| Errant Behaviors was created as a video and
sound installation for an exhibition at the Contemporary Arts Museum
in Houston (2004) by artist Anne
Wilson. I collaborated with Anne, creating the sound portion
of the installation.
The installation is comprised of two 8.5' wide DVD projections on opposing
walls of a 24' square gallery, and two stereo soundtracks. Although
not synchronized, DVD1 and DVD2 play at the same time and continuously
-- the play order is shuffled and there is no beginning or end. Each
image/sound segment in DVD1 was conceived to play in relationship to
each image/sound segment in DVD2.
Errant Behaviors emerges out of Anne Wilson’s work Topologies,
a sculpture first shown in the 2002 Whitney Biennial. The idea of working
with moving images came directly from the kinds of viewer responses
to Topologies -- projections of sci-fi scenarios, odd cityscapes, and
futuristic worlds. In Errant Behaviors, the latent associations and
meanings of Topologies are emphasized, enlivened, and acted out.
There is a relationship between humor and a darker aspect to the content
in Errant Behaviors, evolving ideas about quirky growth, sometimes playful
and sometimes sinister-seeming relationships, rude actions, repetitions
and accumulations. The behaviors of Errant Behaviors have to do with
aspects of impropriety, aggression and accident.
The sound compositions (Shawn Decker’s contribution to the collaboration)

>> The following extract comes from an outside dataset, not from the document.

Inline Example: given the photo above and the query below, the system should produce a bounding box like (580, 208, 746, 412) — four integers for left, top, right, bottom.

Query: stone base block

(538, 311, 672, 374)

utilizes both processed recorded and found sounds to create environments
of sonic activity that mirror the behavior of the visual images. The
sound in some segments has a singular presence; other segments have
a more cinematic presentation; some employ partially synchronized sound
within a sonic environment. There is consideration throughout of the
relationships between natural, human, and synthetic rhythms. The sound,
played through four loudspeakers (2 for each DVD) intermingles, creating
a single aural environment and drawing the two DVD projections together
– often in interesting and odd ways.